Yoongi tidak bodoh. Yoongi mengenal kekasihnya dengan sangat baik. Luar dalam. Jimin pasti memaksakan dirinya sampai melewati batas. Lagi karena ini bukan pertama kalinya Yoongi mendapati Jimin dalam keadaan yang sama. Berlatih sendirian tanpa sepengetahuan siapapun didalam studio. Bahkan menelantarkan ponselnya begitu saja, tidak berniat mengabari dan bersosialisasi dengan siapapun.

"Apa yang kau lakukan, bodoh!" Yoongi membentak Jimin dengan nada yang tinggi. Tangannya menyingkirkan lengan Jimin dari wajahnya dan mengusap darah yang mengalir dari hidung Jimin. Jimin hanya terseyum lemah. Wajahnya pucat, tubuhnya lemas, hidungnya mengeluarkan cairan beraroma amis dan sekarang kekasihnya datang membentak sambil menangis dihadapannya.

Ya, Yoongi memang sedang menangis saat ini. Rasa sesak didalam dada yang tidak dapat ditahannya memaksa likuid bening itu mengalir begitu saja tanpa Yoongi sadari dari manik coklat indahnya.

Yoongi menidurkan Jimin dilantai dan memposisikan pahanya sebagai bantalan Jimin. Tangannya masih sibuk menghentikan mimisan Jimin dengan sapu tangannya. Jimin mencoba meraih wajah Yoongi, ingin menghapus noda yang tercetak di pipi sang kekasih. Jimin tidak mau kekasihnya harus menangisi dirinya saat ini.

Yoongi menghempaskan lengan Jimin kasar. "Jangan bergerak, idiot! Jangan menghabiskan tenangamu dengan melakukan hal-hal tidak berguna lagi. Kita akan ke rumah sakit begitu mimisanmu berhenti" Yoongi memandang tidak suka kearah Jimin. Sungguh, makhluk mana yang akan tega melihat kekasihnya menyiksa dirinya sendiri seperti ini?

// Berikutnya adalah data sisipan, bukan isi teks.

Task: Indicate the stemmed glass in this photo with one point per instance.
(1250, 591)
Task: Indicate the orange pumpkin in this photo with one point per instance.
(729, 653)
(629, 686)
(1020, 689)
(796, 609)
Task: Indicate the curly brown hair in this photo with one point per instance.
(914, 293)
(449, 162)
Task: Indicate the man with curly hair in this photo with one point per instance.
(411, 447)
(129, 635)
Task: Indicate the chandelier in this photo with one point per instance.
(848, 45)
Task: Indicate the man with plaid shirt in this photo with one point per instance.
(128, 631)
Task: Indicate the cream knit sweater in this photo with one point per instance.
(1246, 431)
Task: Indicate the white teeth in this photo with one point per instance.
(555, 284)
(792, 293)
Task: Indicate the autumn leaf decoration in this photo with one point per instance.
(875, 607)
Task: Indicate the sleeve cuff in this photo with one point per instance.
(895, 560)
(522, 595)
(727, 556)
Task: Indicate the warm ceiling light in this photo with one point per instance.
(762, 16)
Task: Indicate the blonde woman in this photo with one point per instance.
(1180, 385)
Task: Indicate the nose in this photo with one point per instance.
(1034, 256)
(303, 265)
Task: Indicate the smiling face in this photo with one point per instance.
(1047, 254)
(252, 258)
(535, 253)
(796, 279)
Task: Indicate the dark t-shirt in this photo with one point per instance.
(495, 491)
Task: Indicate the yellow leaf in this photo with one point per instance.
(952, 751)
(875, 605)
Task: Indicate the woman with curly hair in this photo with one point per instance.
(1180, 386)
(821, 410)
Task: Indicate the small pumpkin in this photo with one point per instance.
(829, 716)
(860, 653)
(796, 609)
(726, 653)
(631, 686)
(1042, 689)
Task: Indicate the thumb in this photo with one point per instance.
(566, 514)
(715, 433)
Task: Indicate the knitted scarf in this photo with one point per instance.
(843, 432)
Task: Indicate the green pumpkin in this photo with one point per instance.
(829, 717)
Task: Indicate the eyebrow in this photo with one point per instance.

"Aku baik-baik saja, hyung" Jimin kembali tersenyum, mencoba memberikan kesan kalau dia baik-baik saja. Oh, coba saja lakukan itu dengan wajahmu yang sangat pucat, Park. Anak kecil saja tidak akan tertipu dengan senyumanmu. Yoongi bahkan ragu Jimin sempat mengisi perutnya dari semalam.

"Kalau kau masih berani bicara, kutinggalkan kau disini sekarang juga," Yoongi mengancam dengan suara seraknya. Ya, hanya mengancam tentu saja. Bahkan jika Jimin mendorong dan mengusirnya sekuat tenaga dengan keadaan mengenaskan seperti ini, tentu saja namja gula itu tidak akan bergerak meninggalkan sang kekasih sejengkal pun.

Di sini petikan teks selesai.